Two hundred and thirty-one years after the new United States signed its first treaty with the Delaware Indians, there is too much money on the table, and too many resources in the ground, for either the Indians or the industrialized world to walk away from Indian Country without a fight. There may be occasional celebrations of mutual understanding and reconciliation, but no one is fooling anybody. The contest of wills will be just as fierce as it was in the Alleghenies in the 1790s, in Georgia in the 1820s, and on the Great Plains in the 1850s. “From the beginning, the Europeans’ Man versus Nature argument was a contrived dichotomy,” says Cross. “The minute you tame nature, you’ve destroyed the garden you idealized. The question that confronts the dominant society today is ‘Now what?’ After you destroy Eden, where do you go from here?”
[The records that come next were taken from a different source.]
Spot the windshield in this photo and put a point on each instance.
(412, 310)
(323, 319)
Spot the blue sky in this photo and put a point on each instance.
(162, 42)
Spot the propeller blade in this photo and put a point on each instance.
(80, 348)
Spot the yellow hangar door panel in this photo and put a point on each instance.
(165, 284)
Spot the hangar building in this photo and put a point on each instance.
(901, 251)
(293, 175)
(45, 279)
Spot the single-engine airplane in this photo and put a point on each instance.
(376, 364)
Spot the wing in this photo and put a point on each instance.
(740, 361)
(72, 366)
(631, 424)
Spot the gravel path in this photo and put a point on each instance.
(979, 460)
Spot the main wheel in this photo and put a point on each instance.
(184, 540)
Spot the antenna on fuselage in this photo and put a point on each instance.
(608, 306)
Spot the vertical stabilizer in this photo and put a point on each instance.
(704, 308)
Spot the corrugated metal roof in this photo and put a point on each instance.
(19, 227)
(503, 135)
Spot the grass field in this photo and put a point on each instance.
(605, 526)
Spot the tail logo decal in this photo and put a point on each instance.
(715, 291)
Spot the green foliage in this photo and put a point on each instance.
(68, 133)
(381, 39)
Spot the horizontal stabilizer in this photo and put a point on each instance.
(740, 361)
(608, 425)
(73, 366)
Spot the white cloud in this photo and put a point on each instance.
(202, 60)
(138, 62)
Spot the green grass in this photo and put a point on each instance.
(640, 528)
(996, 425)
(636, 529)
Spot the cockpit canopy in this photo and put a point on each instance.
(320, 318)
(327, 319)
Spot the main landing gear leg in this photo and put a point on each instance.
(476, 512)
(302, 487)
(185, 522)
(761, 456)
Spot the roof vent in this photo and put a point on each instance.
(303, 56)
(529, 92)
Meanwhile, on a late Sunday evening inside a cabin on Lodge Grass Creek at Yellowtail Ranch, the weighty matters of the world are at bay. Friends and family have gathered around a half moon table in the kitchen for an evening of community fellowship. No radio. No cell phones. Wide-eyed children lie curled like punctuation marks under star quilts in the living room, listening to grown-ups absorbing each other’s lives. Mostly, the grown-ups dream out loud over cherry pie and homemade strawberry ice cream. Gallons of coffee flow from a blue speckled pot on the stove. At peak moments all seven voices soar and collide in clouds of laughter.
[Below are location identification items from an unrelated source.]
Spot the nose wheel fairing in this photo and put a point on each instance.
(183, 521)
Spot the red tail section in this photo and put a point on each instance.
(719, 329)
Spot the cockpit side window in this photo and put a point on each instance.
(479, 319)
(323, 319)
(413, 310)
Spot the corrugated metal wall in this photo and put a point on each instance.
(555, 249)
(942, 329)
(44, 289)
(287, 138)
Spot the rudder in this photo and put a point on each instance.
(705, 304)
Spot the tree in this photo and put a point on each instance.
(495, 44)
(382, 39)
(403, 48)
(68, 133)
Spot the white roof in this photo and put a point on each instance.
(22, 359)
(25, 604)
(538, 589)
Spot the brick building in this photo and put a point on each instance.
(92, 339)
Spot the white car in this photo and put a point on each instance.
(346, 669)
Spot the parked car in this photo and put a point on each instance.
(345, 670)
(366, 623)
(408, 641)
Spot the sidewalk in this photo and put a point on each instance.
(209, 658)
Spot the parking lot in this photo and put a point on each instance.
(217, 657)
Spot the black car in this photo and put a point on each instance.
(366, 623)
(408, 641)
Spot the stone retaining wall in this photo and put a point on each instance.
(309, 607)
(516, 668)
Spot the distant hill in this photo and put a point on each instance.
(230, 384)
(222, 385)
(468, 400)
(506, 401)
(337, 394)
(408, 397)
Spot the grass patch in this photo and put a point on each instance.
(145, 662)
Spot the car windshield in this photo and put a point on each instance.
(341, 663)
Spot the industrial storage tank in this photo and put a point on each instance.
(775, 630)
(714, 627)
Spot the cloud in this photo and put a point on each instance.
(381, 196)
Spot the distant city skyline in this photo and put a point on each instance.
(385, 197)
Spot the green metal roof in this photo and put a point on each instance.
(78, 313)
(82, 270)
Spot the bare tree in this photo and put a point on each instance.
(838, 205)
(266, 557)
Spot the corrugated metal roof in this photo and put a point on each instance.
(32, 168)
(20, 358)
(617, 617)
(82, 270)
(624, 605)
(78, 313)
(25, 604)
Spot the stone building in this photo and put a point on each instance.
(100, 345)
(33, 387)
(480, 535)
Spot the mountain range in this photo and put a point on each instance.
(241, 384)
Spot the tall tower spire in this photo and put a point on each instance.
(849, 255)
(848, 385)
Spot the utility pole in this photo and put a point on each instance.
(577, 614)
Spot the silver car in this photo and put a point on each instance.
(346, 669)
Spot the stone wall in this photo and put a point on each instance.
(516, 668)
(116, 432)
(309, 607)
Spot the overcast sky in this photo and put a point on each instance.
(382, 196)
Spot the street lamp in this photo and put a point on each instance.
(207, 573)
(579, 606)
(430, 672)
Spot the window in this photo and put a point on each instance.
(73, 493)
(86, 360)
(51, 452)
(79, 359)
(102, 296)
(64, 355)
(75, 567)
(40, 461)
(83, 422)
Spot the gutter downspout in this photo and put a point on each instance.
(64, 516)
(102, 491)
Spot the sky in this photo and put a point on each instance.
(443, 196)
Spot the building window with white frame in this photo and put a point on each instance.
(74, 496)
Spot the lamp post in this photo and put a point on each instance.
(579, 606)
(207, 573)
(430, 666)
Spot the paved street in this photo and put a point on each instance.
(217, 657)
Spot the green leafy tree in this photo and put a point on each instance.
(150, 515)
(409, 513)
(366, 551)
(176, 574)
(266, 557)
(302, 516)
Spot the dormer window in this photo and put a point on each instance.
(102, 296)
Outside, the Milky Way glows overhead as brightly as a Christmas ribbon. The surrounding countryside is held by a silence so pure, so absolute, that individual stars seem to sizzle. Laughter, happy voices and a shriek of disbelief drift into the night where far overhead a jet’s turbines pull at the primordial silence with a whisper. From 35,000 feet in the night sky, soaring toward tomorrow near the speed of sound, a transcontinental traveler glances out his window and sees a single light burning in an ocean of darkness. He wonders: Who lives down there? Who are those people? What are their lives like?
Far below, that light marks the spot where the Indians’ future meets the Indians’ past, where the enduring ethics of self-sufficiency and interdependence, cooperation and decency, community and spirit are held in trust for unborn generations of Crow and Comanche, Pueblo and Cheyenne, Hidatsa and Cherokee—where people who know who they are gather around half moon kitchen tables to make laughter and share grief. Still there after the storms.